③    審議官級3名.これまでとは一転して,厳かな雰囲気だった.世界と比較した日本の官僚の働き方に対する意見を求められたり,残業などの話からストレス耐性を測られるような質問をされたりしたが,厳しい運動部時代の話などを援用してなんとか乗り切った.ノック練習を受けるような感覚で,感触は正直微妙だったが,終了後に連絡役の方に「いい感じ」である旨を伝えられ,同様に待機室へ案内された.

④    局長級1名.入室前の空間の時点でかなりグレードが高かった.秘書がいるし,来客用のソファも大きかった.面接自体は③よりもゆるい雰囲気だった.アイスブレイクのような感じで始まり,相手方の手元にあるESを参照されながら,基本的な質問をされ,笑顔ではきはきと答えていくだけだった.相変わらず緊張はしなかった.終了後にそのまま,ノートPCを持つ連絡役の方に別室に案内された.彼は移動中に画面を気にしていた.即時で判定が出て共有されるらしい.無事,後日の最終面接の通知を受けた.部屋では2日目訪問省庁のことなどを聞かれた.聞かれたといっても尋問・束縛のようなものではまったくないし,こちらの志望度も齟齬なく伝わっているので,軽い確認だった.ただし,「100%第一志望です!(本心)」という感じはあえて出さなかった.私が採用担当ならば,媚びてくる学生よりも,多少余裕のある学生のほうが魅力的に感じるからである.恋愛の駆け引きに近い.

 午前中だけで4度の面接が終わってしまい,うわさに聞く官庁訪問イメージとのギャップに驚いた.霞が関でお昼ご飯を食べ,ホテルに戻った.面接中には緊張・疲れは一切ないのだが,やはりベッドに戻るとどっと疲れが押し寄せてくる.アドレナリンが仕事をしていたのだろう.夜はジョナサンに行ってオムライスとオクラのソテーをいただいた.

【6月2日:B省】

 正直なところ,1日目A省の感触を踏まえて,B省の訪問をやめようと思っていた.というのも,もしもA省に落ちたとしたら,内定をいただいた民間企業に行こうと95%気持ちが固まっていたからだ.このあたりの細かな志望度の序列は,ほかの人には伝わりにくいかもしれない.官僚志望というよりは,A省志望だった.面接は楽なものではないので,費用対効果を考えると気が乗らず,親に相談した,人生に1度の機会だと言われ,行くことにした.これまでのイベント参加や面接対策のこともあったので,うやむやにせず,やることをやったうえでかたをつけるべきだし,親の言うとおりだった.結果,行ってよかった.
 面接が3回と,業務説明のようなものが3回あった.

①    課長補佐級3名,学生3名のグループ面接.事前に提出したESに準拠する内容で,基本的な質問が多かった.発言順が3番目ということもあったが,流石に相当数の場数を踏んでいるので,良い受け答えができた.一方で他の学生2名はかなり緊張している様子であり,言葉に詰まったり,適切な回答ができていなかったりというシーンも見受けられた(私が初期に受けた面接もそのような感じ).ただし,決して中身がないわけではなく,真面目で誠実そうな方々だったため,それで大きく評価が落ちることはないだろう.公務員志望の人は試験対策に費やす時間が長いこともあり,面接慣れしていない人が多い印象だ.こればかりは場数を重ねるしかないと思う.
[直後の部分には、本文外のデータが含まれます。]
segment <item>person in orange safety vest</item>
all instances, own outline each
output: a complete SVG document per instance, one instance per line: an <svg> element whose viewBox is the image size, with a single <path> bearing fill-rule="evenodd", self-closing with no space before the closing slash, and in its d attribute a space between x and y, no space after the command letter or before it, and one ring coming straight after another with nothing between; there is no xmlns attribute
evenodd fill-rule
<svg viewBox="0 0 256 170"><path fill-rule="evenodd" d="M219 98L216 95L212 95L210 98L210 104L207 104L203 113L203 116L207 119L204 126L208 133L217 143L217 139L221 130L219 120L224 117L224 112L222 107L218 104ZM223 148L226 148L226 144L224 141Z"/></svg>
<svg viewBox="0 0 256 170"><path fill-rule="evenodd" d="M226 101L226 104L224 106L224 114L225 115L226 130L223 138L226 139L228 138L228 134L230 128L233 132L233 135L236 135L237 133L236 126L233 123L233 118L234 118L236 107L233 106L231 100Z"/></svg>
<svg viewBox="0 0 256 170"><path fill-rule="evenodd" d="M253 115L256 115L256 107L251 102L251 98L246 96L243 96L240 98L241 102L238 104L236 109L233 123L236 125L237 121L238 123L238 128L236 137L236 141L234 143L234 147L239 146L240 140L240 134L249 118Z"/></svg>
②    課長級3名,学生3名のグループ面接.同じくESを深掘りするような内容が多かったが,後半はそれぞれの趣味や好きな本に関する質問があり,文章では読み取れない人柄を見られているようだった.とはいえ,想定問答でカバーできる範囲なので詰まることはなく,きっちりと受け答えができた.自分の好きなものの魅力を相手に興味を持ってもらえるように伝えるのは重要なことなのかもしれない(民間の面接でも頻出だった).面接官も興味津々でうなずいてくれて,正直なところ過去1,2くらいの感触を得た(とあるビール会社の最終が同等の感触だった).想定問答というと,作られた綺麗ごとを作業的に並べている非本質的なものと捉えられかねないが,嘘は1つもついていない.聞き手のために推敲はするが,捏造はしない.そのうえで,準備をしていると返答内容以外のところ(笑顔,声色,等)に気を遣うことができるのである.
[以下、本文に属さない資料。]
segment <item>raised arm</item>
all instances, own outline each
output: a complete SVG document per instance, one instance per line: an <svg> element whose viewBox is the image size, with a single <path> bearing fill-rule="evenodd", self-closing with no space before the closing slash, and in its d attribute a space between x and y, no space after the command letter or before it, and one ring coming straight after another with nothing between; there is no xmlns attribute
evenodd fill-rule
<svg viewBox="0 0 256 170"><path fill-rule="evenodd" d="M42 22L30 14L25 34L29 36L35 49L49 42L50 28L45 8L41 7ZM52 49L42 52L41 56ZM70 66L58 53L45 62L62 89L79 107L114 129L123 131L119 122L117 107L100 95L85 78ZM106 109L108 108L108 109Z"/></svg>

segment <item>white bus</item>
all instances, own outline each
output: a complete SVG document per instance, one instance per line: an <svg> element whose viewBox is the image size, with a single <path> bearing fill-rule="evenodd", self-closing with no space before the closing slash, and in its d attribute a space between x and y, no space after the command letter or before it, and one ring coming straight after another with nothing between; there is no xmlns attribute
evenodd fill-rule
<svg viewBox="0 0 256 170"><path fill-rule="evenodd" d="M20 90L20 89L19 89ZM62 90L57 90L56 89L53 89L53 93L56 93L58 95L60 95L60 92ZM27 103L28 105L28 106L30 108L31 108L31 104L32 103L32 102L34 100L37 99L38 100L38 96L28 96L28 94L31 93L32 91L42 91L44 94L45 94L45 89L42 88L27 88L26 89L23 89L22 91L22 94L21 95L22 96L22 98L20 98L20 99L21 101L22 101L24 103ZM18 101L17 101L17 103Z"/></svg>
③    採用担当との個人面談.インターンシップでお話をしたことのある方だった.「②の面接で非常に高い評価を得ており,ぜひうちで働いてほしいと思っている.」と,大変ありがたいお言葉を頂戴した.一方で,2日目訪問をしているわけで,すなわち第2志望であることは言い逃れのできない事実である.「B省で働くうえでの不安があるなら何でも聞いてほしい.」と言ってくださった.彼は本気だった.無礼を承知で,B省で働く不安,いわば悪い部分を申し上げると,一言ひとことを噛みしめるように聞いてくださった.そして弁解とも反論ともつかぬ言葉をくれた.もともと第一志望だったこともあり,多少心が揺さぶられたが,固まっていた気持ちをひっくり返せるほどのものではなかった.今思えば失礼な質問だが,「もう一度就活するとしたら,同じ選択をしますか?」と聞いた.これ以降は割愛する.
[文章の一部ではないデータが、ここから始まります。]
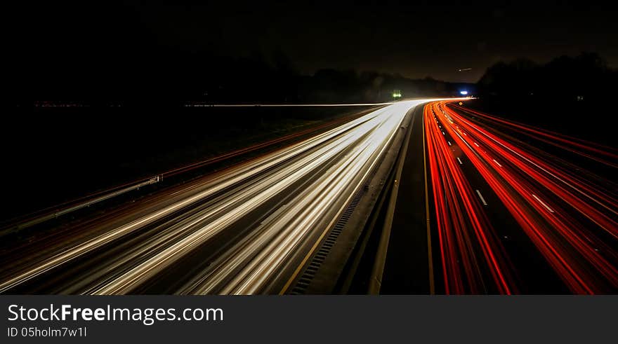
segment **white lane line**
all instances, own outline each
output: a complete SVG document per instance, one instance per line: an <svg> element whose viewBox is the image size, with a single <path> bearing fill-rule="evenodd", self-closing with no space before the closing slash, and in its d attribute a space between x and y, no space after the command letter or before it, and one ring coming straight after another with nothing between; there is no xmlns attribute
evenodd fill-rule
<svg viewBox="0 0 618 344"><path fill-rule="evenodd" d="M549 210L550 212L553 212L553 210L552 210L551 208L550 208L546 204L545 204L544 202L541 200L541 198L539 198L538 197L537 197L537 195L534 195L534 193L531 193L531 195L532 195L532 197L534 197L537 200L538 200L539 203L543 205L543 206L545 207L545 209L546 209L547 210Z"/></svg>
<svg viewBox="0 0 618 344"><path fill-rule="evenodd" d="M485 202L485 199L482 198L482 195L480 194L480 191L476 190L476 193L478 195L478 198L480 198L481 202L483 202L483 205L487 205L487 202Z"/></svg>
④    臨時面接.グループでの業務説明の後,自分だけ残るように伝えられた.その理由は見立て通りだった.②の面接で私を評価してくれた方が,私と直接話をしたいとのことだった.1対1でお話する機会を設けてくださった.とてつもなく忙しいスケジュールの中で,一切時間を気にすることなくお話してくださり,終わってみれば45分も経っていた.これほどまでに自分を必要としてくれる組織があるとは思っていなかった.それでもなお,気持ちは動かなかった.

 何が正解だったのかは分からない.しかし,自己責任で決断を下すときには,物事を客観的かつ長期的に捉えるのが重要である.人生の大きな岐路で,一時の感情に流されてしまうようではいけない.そういう意味でもB省の訪問は大きな経験だった.
 そしてこの日の夕方,A省の採用担当から電話があった.このあたりはインターネットに公開するにはセンシティブすぎるので,控えようと思う.人事院規則にのっとって,また,日本人特有の婉曲表現で,良い連絡をいただいた.

【6月3日午前:A省】

①    GD.学生8名程度.視野を広く持ち,自分の意見も主張しつつ,全体としてよい議論になるように意識した.

②    最終面接.事務次官級1名,その他幹部2名.できる限りの準備をし,最終面接に臨んだ.厳かな雰囲気であり,少しだけ緊張した.質問内容については1問も覚えておらず,標準的な質問だったのか,あるいはアガりすぎて気を失っていたのかだろう.面接後に別室に移動し,これまでお世話になった採用担当の方々が総出でいらっしゃった.人事院規則にのっとって,これまた,日本人特有の婉曲表現で,良い連絡をいただいた.

 6月3日(第2クール)は午前と午後で別の官庁に訪問できることになっているが,A省がこのような内容だったため,B省には断りの連絡を入れ,訪問をキャンセルした.